The other studied structure is a spherical dome foldable structure. All basic nodes of the structure are connected to the ground. Figure 12 shows the imposed wind and snow loads on the structure. Figure 14 shows the different particles in search space and the obtained minimum objectives in some different iteration. Variables parameters of selective particles from MOCBO and NSGA-II are presented in Tables 4 and 5.

Fig. 14
figure 14

Optimization results of the spherical dome

Table 4 Variables obtained by the MOCBO algorithm for the spherical dome
Table 5 Variables obtained by the NSGA-II algorithm for the spherical dome

6 Conclusions

This research is divided into two parts.
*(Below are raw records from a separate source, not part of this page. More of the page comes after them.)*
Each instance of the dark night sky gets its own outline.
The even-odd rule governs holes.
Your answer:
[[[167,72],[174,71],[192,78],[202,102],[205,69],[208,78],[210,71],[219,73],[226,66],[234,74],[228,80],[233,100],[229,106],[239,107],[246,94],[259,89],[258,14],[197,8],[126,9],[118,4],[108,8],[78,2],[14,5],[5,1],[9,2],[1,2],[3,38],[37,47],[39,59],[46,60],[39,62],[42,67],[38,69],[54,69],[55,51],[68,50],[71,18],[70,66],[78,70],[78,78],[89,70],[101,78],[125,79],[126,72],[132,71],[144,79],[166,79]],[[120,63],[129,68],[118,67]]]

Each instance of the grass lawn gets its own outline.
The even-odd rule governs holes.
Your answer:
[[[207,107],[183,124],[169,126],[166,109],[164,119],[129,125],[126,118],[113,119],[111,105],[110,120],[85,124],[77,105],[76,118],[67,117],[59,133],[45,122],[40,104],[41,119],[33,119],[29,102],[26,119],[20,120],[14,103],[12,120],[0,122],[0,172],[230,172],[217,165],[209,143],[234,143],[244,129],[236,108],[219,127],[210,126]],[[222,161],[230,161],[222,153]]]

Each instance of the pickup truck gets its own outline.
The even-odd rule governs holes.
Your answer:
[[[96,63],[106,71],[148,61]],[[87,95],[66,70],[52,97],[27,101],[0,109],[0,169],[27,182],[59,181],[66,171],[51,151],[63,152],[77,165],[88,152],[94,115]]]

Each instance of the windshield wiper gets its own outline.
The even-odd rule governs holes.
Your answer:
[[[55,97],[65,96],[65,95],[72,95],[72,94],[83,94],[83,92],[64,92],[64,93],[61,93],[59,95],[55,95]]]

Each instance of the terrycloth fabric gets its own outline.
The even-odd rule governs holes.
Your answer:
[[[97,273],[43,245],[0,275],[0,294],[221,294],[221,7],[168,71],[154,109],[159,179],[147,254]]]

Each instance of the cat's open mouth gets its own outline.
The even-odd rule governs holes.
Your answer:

In the first part, for the first time it presents a finite element method for the analysis of scissor-link foldable structure. This method results in a real analysis of scissor-link foldable structures by considering all degrees of freedom of the structure. Another feature of this method is avoiding complicated simulation using the existing softwares. In addition, it consumes less time for analysis of foldable structures in comparison to the analysis by existing softwares. Reduction of time consumption is important especially in optimization because of the large number of analyses being needed.

The second part is allocated to the optimal design of these structures. Two multi-objective meta-heuristic algorithms are used. Both algorithms present a wide range of designs that balance between the weight and volume of the structures. The presented designs by these algorithms satisfy all the constraints. The repetitive analysis shows that the proposed MOCBO algorithm covers a bigger range of search space and it is more powerful to get minimum objectives.

The covered area by the considered barrel vault structure is 70 m2 and the minimum weight obtained by MOCBO algorithm is 247 kg. Also, covered area by the considered dome structure is 38 m2 and its minimum weight is 103 kg. A comparison of these values shows that the optimized structures have acceptable weights and can be considered as suitable structures.

Finally, foldable structures are divided into two categories: compatible and incompatible. Compatible foldable structures show stress release during the folding process, but incompatible one has nonlinear behavior during the folding process [22]. The studied structures in this paper are compatible and do not need nonlinear analysis.